Ele parou na porta ao ver as folhas.

— Você foi atrás — disse ele.

— Não precisei ir. A casa veio até mim — respondeu ela, empurrando o papel na direção dele. — Desde quando eu sou dona de uma casa que eu nunca vi?

Rafael pegou o papel. Leu em silêncio. Quando terminou, não negou.

— Desde o ano em que você perdeu o bebê.

O ar sumiu da sala.

Helena levantou devagar.

— O quê?

— Você estava no hospital. Estava... — ele respirou fundo. — Estava destruída. Eu não sabia o que fazer para você ficar. Pensei que se eu comprasse um lugar para a gente recomeçar...

— Você comprou a casa da Camila no meu nome sem me dizer, no ano em que eu perdi meu filho, e ainda colocou o sobrenome dela como último morador no documento?

— Não é da Camila — disse ele rápido demais. — Nunca foi dela.

— Então de quem era? Quem morava lá, Rafael? Quem morreu na noite do acidente?

Ele ficou em silêncio. E aquele silêncio foi a confirmação de que Camila não estava mentindo sobre tudo.

— Se você não me conta — disse Helena, pegando a bolsa e as chaves da casa da porta azul que estavam grampeadas na última página da escritura — eu vou descobrir sozinha.
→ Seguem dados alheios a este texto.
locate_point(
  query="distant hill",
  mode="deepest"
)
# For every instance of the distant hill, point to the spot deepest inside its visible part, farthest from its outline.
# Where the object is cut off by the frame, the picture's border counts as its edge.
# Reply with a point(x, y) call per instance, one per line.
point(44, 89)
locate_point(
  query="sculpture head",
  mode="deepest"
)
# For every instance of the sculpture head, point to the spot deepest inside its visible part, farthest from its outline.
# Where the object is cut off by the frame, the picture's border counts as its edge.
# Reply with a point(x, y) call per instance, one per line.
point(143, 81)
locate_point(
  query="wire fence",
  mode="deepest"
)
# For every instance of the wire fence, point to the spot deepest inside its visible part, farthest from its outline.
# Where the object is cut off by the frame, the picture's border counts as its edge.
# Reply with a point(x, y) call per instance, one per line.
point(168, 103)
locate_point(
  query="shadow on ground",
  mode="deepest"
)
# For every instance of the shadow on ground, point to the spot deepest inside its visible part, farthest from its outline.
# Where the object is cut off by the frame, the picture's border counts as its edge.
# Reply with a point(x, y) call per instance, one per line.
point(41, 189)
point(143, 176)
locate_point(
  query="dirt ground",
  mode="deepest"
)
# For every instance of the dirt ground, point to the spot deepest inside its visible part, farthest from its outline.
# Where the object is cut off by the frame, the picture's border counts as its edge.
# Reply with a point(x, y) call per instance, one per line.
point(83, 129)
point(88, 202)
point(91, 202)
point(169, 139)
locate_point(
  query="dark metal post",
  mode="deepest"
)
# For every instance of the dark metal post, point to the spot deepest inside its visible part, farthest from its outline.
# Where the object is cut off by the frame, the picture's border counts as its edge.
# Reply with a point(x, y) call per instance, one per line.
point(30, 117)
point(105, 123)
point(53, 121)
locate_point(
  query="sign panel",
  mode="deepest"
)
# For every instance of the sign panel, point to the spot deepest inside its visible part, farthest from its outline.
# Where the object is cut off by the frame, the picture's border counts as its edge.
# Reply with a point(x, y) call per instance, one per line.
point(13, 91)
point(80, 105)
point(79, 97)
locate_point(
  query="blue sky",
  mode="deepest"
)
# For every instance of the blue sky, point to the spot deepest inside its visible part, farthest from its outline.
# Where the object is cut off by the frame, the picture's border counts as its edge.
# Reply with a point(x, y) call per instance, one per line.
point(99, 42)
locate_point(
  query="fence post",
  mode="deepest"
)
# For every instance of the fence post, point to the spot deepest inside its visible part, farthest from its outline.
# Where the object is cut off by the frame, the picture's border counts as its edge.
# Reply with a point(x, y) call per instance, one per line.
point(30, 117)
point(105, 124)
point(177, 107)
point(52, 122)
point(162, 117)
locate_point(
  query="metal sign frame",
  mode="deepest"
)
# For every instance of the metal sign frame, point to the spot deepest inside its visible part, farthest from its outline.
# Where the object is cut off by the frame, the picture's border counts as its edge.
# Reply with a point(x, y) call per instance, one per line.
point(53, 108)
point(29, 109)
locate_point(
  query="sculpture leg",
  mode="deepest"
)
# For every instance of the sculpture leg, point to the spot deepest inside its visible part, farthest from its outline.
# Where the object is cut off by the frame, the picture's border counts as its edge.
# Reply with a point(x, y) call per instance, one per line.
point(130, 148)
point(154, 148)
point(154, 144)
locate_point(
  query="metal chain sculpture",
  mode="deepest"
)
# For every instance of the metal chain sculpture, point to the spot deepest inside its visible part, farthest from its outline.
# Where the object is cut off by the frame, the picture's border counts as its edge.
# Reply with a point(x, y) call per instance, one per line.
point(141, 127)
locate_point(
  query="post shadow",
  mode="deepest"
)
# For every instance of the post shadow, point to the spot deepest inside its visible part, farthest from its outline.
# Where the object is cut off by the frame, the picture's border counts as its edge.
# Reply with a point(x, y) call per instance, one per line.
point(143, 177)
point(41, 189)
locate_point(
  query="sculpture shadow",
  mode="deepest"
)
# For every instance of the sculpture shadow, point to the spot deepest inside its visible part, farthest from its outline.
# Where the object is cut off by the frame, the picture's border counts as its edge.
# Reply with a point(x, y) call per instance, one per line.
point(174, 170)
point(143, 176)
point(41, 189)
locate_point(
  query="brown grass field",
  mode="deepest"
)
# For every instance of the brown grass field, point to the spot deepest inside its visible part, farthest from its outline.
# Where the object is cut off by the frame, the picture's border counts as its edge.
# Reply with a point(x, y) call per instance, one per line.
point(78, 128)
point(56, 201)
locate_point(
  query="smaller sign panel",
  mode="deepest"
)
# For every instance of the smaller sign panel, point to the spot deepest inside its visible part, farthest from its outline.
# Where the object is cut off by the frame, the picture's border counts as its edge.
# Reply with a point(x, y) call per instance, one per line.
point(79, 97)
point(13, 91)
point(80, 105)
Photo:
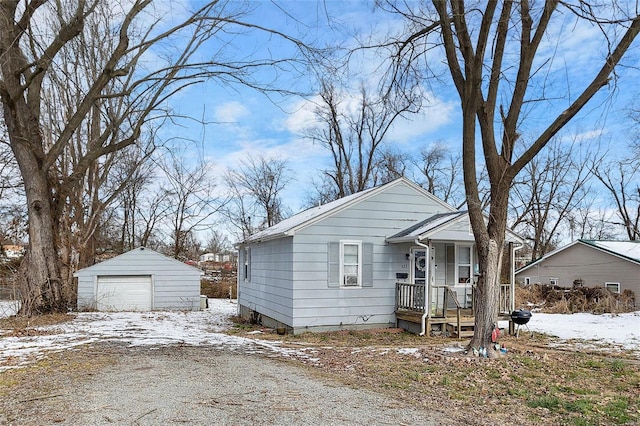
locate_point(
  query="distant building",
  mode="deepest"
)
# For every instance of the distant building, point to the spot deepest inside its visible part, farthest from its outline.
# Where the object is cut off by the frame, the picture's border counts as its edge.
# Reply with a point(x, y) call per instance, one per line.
point(215, 257)
point(614, 265)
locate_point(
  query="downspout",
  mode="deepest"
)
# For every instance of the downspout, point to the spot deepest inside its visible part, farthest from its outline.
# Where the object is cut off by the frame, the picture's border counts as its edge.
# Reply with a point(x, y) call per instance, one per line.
point(514, 249)
point(427, 290)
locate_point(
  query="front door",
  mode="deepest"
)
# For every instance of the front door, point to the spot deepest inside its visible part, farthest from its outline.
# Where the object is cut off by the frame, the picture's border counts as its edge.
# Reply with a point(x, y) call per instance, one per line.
point(419, 271)
point(419, 260)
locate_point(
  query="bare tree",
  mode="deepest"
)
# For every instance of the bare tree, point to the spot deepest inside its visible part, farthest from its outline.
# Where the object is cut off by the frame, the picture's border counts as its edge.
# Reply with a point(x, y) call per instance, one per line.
point(495, 61)
point(442, 170)
point(139, 61)
point(190, 199)
point(217, 242)
point(256, 193)
point(546, 191)
point(354, 134)
point(621, 180)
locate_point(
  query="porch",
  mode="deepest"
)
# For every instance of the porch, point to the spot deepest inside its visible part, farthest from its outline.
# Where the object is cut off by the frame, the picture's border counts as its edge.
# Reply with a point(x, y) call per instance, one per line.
point(451, 312)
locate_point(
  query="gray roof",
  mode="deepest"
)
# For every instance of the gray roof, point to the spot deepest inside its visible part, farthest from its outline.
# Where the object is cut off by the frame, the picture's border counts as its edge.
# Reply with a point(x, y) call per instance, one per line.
point(427, 225)
point(307, 217)
point(628, 250)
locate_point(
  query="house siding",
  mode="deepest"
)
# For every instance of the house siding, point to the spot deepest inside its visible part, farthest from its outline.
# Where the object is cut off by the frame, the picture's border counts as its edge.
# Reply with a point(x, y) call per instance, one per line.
point(269, 290)
point(592, 266)
point(176, 286)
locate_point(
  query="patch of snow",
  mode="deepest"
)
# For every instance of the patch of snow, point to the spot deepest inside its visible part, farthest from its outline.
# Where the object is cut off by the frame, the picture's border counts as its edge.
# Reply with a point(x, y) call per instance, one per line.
point(619, 330)
point(407, 351)
point(206, 328)
point(453, 349)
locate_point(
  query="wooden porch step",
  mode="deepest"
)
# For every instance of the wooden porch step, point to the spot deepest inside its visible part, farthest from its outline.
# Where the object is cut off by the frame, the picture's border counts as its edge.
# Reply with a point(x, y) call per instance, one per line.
point(466, 328)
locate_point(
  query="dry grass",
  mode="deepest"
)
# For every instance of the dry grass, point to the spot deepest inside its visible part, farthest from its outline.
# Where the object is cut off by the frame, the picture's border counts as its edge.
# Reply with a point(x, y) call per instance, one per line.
point(558, 300)
point(534, 383)
point(23, 325)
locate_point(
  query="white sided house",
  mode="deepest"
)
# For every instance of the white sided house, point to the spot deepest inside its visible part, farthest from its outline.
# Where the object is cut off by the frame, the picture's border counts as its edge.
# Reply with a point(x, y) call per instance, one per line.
point(614, 265)
point(139, 280)
point(377, 258)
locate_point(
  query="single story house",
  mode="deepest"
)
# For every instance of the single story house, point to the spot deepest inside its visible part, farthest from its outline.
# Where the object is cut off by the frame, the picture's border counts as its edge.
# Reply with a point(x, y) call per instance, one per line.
point(611, 264)
point(139, 280)
point(345, 264)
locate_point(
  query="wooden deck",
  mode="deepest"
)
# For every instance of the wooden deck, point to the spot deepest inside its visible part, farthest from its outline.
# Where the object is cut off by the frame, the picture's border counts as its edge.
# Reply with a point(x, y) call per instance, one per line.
point(447, 315)
point(449, 324)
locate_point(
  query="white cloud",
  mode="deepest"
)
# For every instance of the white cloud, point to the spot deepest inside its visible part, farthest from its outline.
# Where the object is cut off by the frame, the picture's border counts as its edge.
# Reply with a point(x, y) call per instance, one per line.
point(230, 112)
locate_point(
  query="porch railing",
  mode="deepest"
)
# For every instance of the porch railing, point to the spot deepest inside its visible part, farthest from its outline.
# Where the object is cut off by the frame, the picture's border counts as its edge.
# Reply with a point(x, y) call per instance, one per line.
point(411, 297)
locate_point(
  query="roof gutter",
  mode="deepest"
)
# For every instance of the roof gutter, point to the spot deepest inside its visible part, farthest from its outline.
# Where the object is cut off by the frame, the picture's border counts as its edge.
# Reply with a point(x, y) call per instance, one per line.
point(427, 293)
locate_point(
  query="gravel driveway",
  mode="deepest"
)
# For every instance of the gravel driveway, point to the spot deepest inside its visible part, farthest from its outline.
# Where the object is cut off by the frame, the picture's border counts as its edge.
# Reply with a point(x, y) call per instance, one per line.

Amanhã. Oito horas da manhã. E você não vai me impedir.

Rafael não tentou tomar a chave.

— Então eu vou com você — disse ele.

— Você acabou de dizer que essa casa não é lugar para mim.

— E não é — respondeu ele, com a voz baixa. — Por isso eu não vou deixar você entrar lá sozinha.

Naquela noite Helena não conseguiu dormir. Às sete e cinquenta e nove da manhã seguinte, já estava na frente da casa de tijolos com a porta azul. Rafael ainda não havia chegado.

A porta estava entreaberta.

E lá dentro, sentada no chão da sala vazia, com uma caixa de papelão no colo, estava Camila Duarte chorando.